Sentiment Analysis of product based reviews using Machine Learning Approaches.
This project aims to perform sentiment classification of online product reviews using various Machine Learning classifiers. This project analyzes sentiment on dataset from document level (review level). Data used in this project are online product reviews collected from amazon.com. The Amazon reviews dataset used in this project consists of reviews from amazon. The data span a period of 18 years, including ~35 million reviews up to March 2013. Reviews include product and user information, ratings, and a plaintext review. For more information, please refer to the following paper: J. McAuley and J. Leskovec.
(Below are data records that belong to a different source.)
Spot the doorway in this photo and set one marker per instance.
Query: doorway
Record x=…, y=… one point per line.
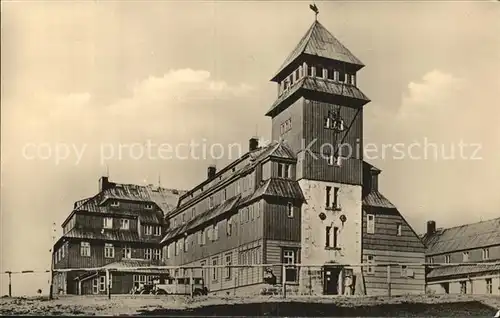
x=331, y=280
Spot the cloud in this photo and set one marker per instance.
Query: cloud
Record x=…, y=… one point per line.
x=442, y=110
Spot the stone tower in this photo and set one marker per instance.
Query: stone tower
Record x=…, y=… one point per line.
x=319, y=113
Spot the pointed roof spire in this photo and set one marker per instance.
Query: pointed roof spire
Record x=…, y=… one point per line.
x=318, y=41
x=315, y=9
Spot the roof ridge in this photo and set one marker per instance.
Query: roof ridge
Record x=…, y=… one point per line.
x=469, y=224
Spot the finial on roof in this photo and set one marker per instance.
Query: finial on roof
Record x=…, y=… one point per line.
x=315, y=9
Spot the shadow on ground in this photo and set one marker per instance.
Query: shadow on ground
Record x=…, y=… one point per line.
x=302, y=309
The final dataset is constructed by randomly taking 200,000 samples for each review score from 1 to 5. In total there are 1,000,000 samples. This project involves comparative study of the performance of 4 Machine Learning classifier models - Multinomial Naïve Bayes, Logistic Regression, Linear SVC and Random Forest. The best classifier was chosen to standardize the model to classify any product reviews in the future with promising outcomes. The user review taken as input is classified using the chosen model with respect to sentiment classes/categories - Postive and Negative, based on the Sentimental Orientation of the opinions it contains.
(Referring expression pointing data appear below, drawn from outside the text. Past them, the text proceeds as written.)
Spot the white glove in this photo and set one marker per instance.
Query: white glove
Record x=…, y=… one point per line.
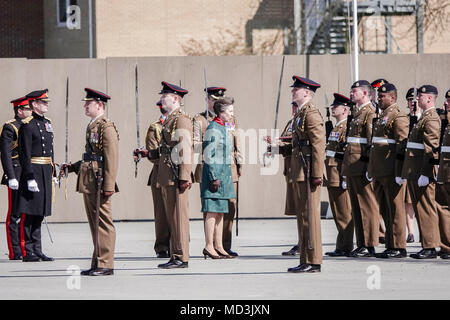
x=423, y=181
x=32, y=186
x=13, y=184
x=399, y=180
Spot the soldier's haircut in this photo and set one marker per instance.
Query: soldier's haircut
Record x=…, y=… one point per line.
x=222, y=104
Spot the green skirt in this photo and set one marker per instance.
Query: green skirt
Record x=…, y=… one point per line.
x=215, y=205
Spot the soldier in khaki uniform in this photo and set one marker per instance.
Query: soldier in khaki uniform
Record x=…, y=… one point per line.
x=337, y=190
x=308, y=143
x=365, y=209
x=199, y=127
x=418, y=169
x=443, y=187
x=414, y=114
x=174, y=174
x=102, y=152
x=389, y=139
x=151, y=151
Make sure you have the following list of dependencies for this project installed and setup on your system first:
- Unix/Linux Operating System (Recommended but not necessarry)
- Python 3.6+
- Anaconda Distribution 5.2+
- NLTK Toolkit 3.3+
Some hardware requirements should also be fulfilled to run this project smoothly:
- At least 8GB RAM
- At least 50GB of usable Hard Disk space
First download the project as zip archive and extract it to your desired location or just clone the repository using,
$ git clone https://github.com/pranitbose/sentiment-analysis.git
Donwload the dataset using the link provided in the dataset_link.txt within the datasets directory. Move the the downloaded dataset or whichever dataset you want to use into the datasets directory. In case you are using your own dataset, you have to modify the filenames in the source code of main.py to the one you'll be using. Many lines of the source code are commented on purpose and the state of the project is pickled wherever necessary to save computing resource and speed up the execution process eliminating repeatition of same steps more than once. A boolean variable named do_pickle is provided in main.py to switch pickling on/off in the entire file by changing it's value in only one place in _main_.
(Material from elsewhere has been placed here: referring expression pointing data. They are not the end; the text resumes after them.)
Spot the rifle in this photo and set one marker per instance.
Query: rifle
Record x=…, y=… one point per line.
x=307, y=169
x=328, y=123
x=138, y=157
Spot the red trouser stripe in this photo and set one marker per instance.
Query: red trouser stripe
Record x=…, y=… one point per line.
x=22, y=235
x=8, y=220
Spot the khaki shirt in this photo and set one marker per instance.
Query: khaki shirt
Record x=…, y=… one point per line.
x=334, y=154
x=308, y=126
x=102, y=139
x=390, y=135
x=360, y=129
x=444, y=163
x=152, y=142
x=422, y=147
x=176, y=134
You only need to execute main.py in your terminal to run this project. For the first run, you should enable the flags such as do_fetch_data, do_preprocess_data and others in the source code in main.py. Read the source code carefully before you do so. You should also enable pickling. All these will generate bunch of pickled files and various graph plots as a result of first execution. From following execution you should enable or disable the flags in the source code as per your requirements.
This project is licensed under the terms of the MIT license.